Situmorang menganjurkan para pengusaha agar mempertahankan harga
penjualan barang yang dihasilkannya. "Pemerintah mengharapkan
ketenangan kerja terpelihara dan proses produksi berjalan
lancar," katanya.
Tidak Murah
Bata pertama kalinya didirikan oleh Thomas Bata pada 1921 di
kota Zlin, Cekoslawakia. Kini Bata beroperasi di 93 negara dan
berpusat di Kanada. Di Indonesia ia mempunyai 2 pabrik, di
Kalibata itu dan di Medan. Keduanya menghasilkan 7 juta pasang
alas kaki setahun, dan terdiri dari 400 model sepatu, sepatu
sandal dan sandal, dari kulit, karet dan plastik. Termasuk
sepatu kanvas (sneakers) yang belakangan ini dipromosikannya.
Untuk promosi ini "Bata menyediakan biaya 2% dari target
penjualan setahun," kata menejer penjualan H. Hadiyin Rifaie
kepada A. Muthalib dari TEMPO, pekan lalu. Demam berlari yang
berjangkit dewasa ini menurut Hadiyin "hanya sedikit pengaruhnya
pada pemasaran." Produksi tak mungkin dinaikkannya lagi. "Tujuh
juta pasang itu sudah maksimal," katanya.
Diperkirakan dari seluruh penduduk Indonesia yang memakai alas
kaki baru sekitar 90 juta. Dari jumlah itu saham sepatu Bata di
pasaran 10%. Masih tergolong kecil dibandingkan potensi pasar
yang ada. Maka untuk mengembangkan usahanya itu PT Bata
merencanakan mendirikan pabrik baru di daerah. Di komplek
pabrik Bata di sebelah Taman Makam Pahlawan Kalibata seluas 90
Ha itu mereka tak diperkenankan mendirikdn pabrik baru.

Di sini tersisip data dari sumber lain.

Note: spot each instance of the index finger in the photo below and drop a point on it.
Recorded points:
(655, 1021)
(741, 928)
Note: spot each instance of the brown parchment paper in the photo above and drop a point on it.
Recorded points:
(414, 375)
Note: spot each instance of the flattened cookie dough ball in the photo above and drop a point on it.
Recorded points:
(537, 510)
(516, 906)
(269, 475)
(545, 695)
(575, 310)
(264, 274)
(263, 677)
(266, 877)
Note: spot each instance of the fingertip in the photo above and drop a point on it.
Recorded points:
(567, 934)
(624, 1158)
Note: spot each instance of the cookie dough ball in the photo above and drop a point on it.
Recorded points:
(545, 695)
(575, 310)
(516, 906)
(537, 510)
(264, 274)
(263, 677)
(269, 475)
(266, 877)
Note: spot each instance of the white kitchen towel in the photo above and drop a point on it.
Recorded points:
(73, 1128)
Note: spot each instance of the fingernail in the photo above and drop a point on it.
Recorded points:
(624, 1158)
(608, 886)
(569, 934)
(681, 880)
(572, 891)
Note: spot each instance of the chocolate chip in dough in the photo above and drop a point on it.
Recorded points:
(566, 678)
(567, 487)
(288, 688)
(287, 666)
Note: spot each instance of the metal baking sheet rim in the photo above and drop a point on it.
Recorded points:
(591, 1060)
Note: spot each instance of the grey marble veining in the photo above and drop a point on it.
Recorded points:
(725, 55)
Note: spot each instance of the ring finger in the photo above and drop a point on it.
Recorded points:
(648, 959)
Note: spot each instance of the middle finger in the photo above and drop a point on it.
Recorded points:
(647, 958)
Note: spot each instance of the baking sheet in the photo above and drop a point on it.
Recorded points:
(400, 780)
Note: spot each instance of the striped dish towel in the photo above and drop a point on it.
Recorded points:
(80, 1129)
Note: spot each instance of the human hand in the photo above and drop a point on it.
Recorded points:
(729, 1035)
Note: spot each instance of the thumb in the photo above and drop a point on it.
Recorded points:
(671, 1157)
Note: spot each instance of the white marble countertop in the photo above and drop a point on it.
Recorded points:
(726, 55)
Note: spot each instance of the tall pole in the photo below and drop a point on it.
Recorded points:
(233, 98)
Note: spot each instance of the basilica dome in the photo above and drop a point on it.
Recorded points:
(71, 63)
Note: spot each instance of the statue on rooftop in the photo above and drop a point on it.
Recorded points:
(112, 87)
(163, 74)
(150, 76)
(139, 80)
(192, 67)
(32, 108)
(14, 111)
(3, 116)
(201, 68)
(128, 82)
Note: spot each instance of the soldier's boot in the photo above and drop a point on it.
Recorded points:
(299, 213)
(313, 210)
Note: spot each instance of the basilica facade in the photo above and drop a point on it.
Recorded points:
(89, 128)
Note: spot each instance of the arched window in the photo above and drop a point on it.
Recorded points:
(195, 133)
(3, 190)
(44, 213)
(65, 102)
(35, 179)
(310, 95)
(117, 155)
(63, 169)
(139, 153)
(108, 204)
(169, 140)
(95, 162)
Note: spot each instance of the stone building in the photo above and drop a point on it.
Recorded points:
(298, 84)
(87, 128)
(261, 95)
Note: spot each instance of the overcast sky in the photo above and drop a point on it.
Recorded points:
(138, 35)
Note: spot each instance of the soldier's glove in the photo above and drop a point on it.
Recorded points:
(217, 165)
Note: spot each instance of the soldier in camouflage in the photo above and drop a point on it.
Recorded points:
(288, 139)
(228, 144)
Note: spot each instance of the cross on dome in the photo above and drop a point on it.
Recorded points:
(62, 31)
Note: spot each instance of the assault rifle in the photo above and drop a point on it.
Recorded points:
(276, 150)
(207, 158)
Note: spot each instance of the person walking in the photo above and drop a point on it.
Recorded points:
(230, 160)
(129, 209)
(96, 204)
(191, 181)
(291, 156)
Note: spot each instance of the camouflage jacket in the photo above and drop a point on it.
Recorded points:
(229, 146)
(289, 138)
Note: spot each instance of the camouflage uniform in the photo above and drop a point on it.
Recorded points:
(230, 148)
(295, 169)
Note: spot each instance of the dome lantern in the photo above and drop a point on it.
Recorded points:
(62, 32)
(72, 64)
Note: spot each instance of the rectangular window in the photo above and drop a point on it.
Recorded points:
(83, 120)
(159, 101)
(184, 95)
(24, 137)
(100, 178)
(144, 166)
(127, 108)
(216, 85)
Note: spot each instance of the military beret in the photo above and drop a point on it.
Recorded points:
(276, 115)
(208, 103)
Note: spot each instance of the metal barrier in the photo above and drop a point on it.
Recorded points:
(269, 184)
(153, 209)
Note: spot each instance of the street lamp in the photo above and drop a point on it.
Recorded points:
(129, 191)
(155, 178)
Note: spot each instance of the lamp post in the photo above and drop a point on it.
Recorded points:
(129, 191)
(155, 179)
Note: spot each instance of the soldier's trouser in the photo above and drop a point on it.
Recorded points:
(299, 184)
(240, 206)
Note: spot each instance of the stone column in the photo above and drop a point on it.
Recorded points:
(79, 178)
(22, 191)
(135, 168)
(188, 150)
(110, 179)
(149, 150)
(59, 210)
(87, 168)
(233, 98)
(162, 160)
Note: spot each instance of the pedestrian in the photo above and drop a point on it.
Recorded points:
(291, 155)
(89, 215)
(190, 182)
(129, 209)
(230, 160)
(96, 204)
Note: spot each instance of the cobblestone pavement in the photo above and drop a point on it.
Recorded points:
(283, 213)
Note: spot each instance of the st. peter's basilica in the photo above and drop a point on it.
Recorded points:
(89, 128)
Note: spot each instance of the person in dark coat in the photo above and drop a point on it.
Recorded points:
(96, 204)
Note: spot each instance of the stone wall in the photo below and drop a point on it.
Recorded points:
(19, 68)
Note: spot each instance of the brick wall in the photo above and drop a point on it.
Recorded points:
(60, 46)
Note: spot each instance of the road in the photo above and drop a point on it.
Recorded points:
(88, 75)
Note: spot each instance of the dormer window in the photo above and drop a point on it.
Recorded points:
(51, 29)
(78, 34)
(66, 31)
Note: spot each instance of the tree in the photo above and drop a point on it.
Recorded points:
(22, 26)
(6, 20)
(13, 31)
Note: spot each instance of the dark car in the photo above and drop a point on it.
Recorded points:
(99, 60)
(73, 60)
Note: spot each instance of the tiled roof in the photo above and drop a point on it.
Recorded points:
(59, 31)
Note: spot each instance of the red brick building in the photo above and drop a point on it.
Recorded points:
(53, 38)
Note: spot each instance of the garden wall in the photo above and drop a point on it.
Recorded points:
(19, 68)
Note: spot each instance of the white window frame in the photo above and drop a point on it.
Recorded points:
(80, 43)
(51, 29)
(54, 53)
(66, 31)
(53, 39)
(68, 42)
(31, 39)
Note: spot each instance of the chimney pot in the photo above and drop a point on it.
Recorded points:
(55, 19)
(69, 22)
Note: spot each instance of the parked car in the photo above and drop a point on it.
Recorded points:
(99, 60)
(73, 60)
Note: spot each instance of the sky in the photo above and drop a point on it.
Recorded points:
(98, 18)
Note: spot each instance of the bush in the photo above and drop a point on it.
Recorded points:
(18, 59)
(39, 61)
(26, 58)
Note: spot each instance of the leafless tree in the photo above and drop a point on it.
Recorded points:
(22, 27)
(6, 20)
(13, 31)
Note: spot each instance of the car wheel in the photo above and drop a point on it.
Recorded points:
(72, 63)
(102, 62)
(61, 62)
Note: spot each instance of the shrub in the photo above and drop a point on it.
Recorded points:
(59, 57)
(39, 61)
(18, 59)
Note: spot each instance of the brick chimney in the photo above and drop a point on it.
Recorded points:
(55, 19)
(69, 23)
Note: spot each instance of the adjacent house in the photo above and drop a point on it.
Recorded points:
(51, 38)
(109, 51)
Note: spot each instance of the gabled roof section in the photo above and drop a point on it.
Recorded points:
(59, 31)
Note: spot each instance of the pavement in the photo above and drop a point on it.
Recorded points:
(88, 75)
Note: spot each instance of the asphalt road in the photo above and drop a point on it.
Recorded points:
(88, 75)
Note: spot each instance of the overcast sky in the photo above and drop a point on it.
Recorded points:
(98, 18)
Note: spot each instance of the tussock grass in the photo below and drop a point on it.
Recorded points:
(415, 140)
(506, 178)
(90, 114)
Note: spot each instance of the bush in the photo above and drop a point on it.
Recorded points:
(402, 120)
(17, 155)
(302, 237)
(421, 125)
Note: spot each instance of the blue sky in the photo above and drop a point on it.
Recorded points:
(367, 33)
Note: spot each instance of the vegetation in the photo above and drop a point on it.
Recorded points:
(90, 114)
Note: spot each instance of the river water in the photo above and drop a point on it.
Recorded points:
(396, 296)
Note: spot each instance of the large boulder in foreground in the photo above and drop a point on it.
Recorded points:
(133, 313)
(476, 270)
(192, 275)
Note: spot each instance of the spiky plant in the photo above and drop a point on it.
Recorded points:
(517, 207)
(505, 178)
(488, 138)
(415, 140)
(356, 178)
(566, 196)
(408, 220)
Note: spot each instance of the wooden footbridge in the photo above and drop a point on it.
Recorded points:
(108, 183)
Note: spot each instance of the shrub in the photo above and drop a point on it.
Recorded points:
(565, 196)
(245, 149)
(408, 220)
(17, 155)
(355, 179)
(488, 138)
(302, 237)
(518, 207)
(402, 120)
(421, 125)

Pilihannya munykin jatuh ke Surabaya.
Di kalangan Pasar Modal disebut-sebut dalam rangka perluasannya
itu. Bata juga akan memasyarakatkan saham-sahamnya. "Kalau nanti
go public itu semata-mata karena mengikuti aspirasi rakyat dan
pemerintah," ujar Sumampouw.
Sebagai PMA, Bata dilarang menjual langsung ke pasar. Maka Bata
menunjuk 25 penyalur khusus (depot) yang menjual berdasarkan
sistim konsinyasi. Selain itu Bata mempunyai 30 distributor yang
membeli kontan dari pabrik dan sekitar 170 toko pengecer yang
tersebar di seluruh Indonesia. Dulu, sebelum 1 Januari 1978,
sejumlah toko dan para penyalur itu, menurut Hadiyin, izin
dagangnya atas nama Bata. Tapi sejak Januari 1978 izinnya
"dipindahkan" kepada para penyalur. "Penyalur dan toko-toko itu
sama sekali bukan karyawan Bata. Mereka hidup dari komisi
penjualan," kata Sumampouw. "Tapi mereka dibantu Bata, misalnya
dalam memodernisasi toko, kontrol stok, latihan pemasaran maupun
tatamuka dan display.
Tapi selain memproduksi sendiri, Bata juga pernah mengimpor
sepatu Bata buatan Itali sekitar 1975-1978, sekitar 15.000
pasang, yang harganya 2 kali lipat dari buatan loka]. Prinsip
Bata di Indonesia, menurut Sumampouw "membikin sepatu yang
harganya bisa dijangkau rakyat." Namun harga sepatu kulit
keluaran Kalibata seharga itu Rp 12.000 tak bisa disebut murah.